C'est d'abord la sensation de bleu qui domine. Le bleu du ciel, lumineux et pur. Puis le blanc. Celui des sommets enneigés qui disparaissent derrière les nuages attroupés à flanc de montagne. Puis il fait froid. Pas un froid glacial et mordant. Non, un de ces froids vifs et joyeux, un froid de montagne, de silence et d'air pur.

Un froid pour les grands oiseaux qui volent au dessus des conifères.

C'est d'ailleurs de là qu'il faut essayer de prendre conscience de la majesté de la scène.

Fermez les yeux. Vous êtes l'Aigle qui plane, à flanc de cette montagne grandiose, au dessus des forêts intenses, des vallées sombres, des cascades sonores et des ravins effrayants. Vous êtes le soleil, les nuages, la montagne et le vent.

C'est une scène en cinémascope. On se croirait au début d'un film à grand spectacle. Le Train, qui file au long d'une voie sinueuse. Un vieux Train, chaotique, mais tenace et têtu. Vous l'entendez progresser, de gauche à droite de l'écran, grâce à l'un de ces effets surround qui vous agace un peu, mais dont vous êtes obligé de constater la qualité du rendu, l'effet trompe-l'oreille saisissant.

Nous sommes en Russie, en Chine, dans la cordillère des Andes, ou peut-être simplement dans les Alpes.

La bande sonore qui accompagne les image finit de camper le décor. Un orchestre symphonique, aux sonorités chatoyantes, avec force violons pour l'Esprit de la Forêt, des cuivres pour les Gouffres Insondables, des flûtes pour les Cascades Torrentielles, et surtout, ce magnifique violoncelle solo, qui se détache, et qui joue la mélodie, nous donnant à sentir l'Ame du Train, une Ame noble et courageuse, celle d'un Train porteur de destins, qui se joue des tunnels et franchit sans crainte les a-pic sur de vieux ponts de fer et de bois.

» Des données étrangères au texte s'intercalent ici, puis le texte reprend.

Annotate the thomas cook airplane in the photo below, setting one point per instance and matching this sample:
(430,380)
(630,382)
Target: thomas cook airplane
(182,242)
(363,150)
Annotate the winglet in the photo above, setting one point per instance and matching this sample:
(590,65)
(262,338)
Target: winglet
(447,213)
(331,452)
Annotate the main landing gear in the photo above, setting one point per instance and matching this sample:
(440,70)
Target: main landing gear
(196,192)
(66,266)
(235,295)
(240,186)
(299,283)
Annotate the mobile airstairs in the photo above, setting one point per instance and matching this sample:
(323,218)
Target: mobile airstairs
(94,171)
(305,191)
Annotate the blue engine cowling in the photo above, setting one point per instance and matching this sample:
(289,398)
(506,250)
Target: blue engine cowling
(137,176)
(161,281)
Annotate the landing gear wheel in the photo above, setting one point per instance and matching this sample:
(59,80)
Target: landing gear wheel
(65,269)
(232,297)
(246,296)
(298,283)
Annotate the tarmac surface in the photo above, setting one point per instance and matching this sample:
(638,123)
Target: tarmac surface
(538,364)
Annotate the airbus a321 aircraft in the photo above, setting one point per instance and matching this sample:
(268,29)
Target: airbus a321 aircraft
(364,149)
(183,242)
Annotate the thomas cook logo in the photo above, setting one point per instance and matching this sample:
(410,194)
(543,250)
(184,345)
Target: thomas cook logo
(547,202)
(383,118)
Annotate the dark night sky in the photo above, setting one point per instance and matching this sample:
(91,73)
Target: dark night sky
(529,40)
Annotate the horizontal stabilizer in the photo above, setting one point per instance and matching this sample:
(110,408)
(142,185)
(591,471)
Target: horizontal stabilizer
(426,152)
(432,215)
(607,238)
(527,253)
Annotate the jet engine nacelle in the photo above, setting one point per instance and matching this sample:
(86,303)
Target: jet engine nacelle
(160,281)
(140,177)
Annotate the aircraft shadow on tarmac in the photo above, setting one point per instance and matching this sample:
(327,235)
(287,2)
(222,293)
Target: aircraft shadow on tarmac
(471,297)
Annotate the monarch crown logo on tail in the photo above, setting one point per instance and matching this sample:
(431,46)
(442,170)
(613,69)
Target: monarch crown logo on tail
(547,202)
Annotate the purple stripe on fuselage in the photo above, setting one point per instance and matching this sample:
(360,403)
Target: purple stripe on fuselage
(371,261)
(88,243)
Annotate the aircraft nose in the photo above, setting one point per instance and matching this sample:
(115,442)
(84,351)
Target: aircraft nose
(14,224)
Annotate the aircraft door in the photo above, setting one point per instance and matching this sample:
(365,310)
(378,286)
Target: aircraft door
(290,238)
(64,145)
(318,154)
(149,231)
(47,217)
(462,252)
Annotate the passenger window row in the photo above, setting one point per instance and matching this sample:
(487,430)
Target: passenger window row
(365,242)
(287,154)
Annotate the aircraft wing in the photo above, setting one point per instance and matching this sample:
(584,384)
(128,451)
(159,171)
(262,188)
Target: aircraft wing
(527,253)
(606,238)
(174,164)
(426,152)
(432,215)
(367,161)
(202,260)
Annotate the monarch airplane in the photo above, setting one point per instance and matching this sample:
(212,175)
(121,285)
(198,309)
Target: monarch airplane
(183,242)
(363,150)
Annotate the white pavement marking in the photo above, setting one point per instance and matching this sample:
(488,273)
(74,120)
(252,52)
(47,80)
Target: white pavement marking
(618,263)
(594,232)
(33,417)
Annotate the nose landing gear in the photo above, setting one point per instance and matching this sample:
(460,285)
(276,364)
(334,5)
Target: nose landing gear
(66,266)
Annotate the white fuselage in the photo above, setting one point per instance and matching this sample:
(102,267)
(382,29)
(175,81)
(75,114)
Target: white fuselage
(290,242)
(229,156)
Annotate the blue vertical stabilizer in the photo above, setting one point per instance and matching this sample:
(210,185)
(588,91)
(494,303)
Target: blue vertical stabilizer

Notons au passage la prouesse technique du réalisateur, qui arrive, par un lent mouvement de caméra, un mouvement d'une beauté inouïe, qui nous paraît si naturel, mais qui ne cessera de nous étonner quand nous relirons ce passage, à nous donner d'abord ce point de vue de l'Aigle, ô ivresse euphorique, d'où  nous embrassons la totalité de ce panorama majestueux, puis, ayant rompu l'équilibre d'un vol stationnaire, à nous faire décrire un cercle descendant, une portion de spirale, qui s'accélère au fur et à mesure que l'on se rapproche du train, de sorte que nous passons d'une vue éloignée, où le paysage était figé et le train seul s'y mouvait, à une vue rapprochée, où le paysage défile, réduit à de fulgurantes traînées de couleur, alors que le train, lui, semble immobile, en un vol suspendu, parallèle au notre, ce qui nous permet, l'espace d'un court instant, d'apercevoir, derrière le givre d'une des fenêtres du  wagon n°3, un visage qui ne nous est pas inconnu.

Moment suspendu du temps, qui s'interrompt, à l'instant où le vol de l'Aigle décroche, et où finit, brutalement, cet épisode.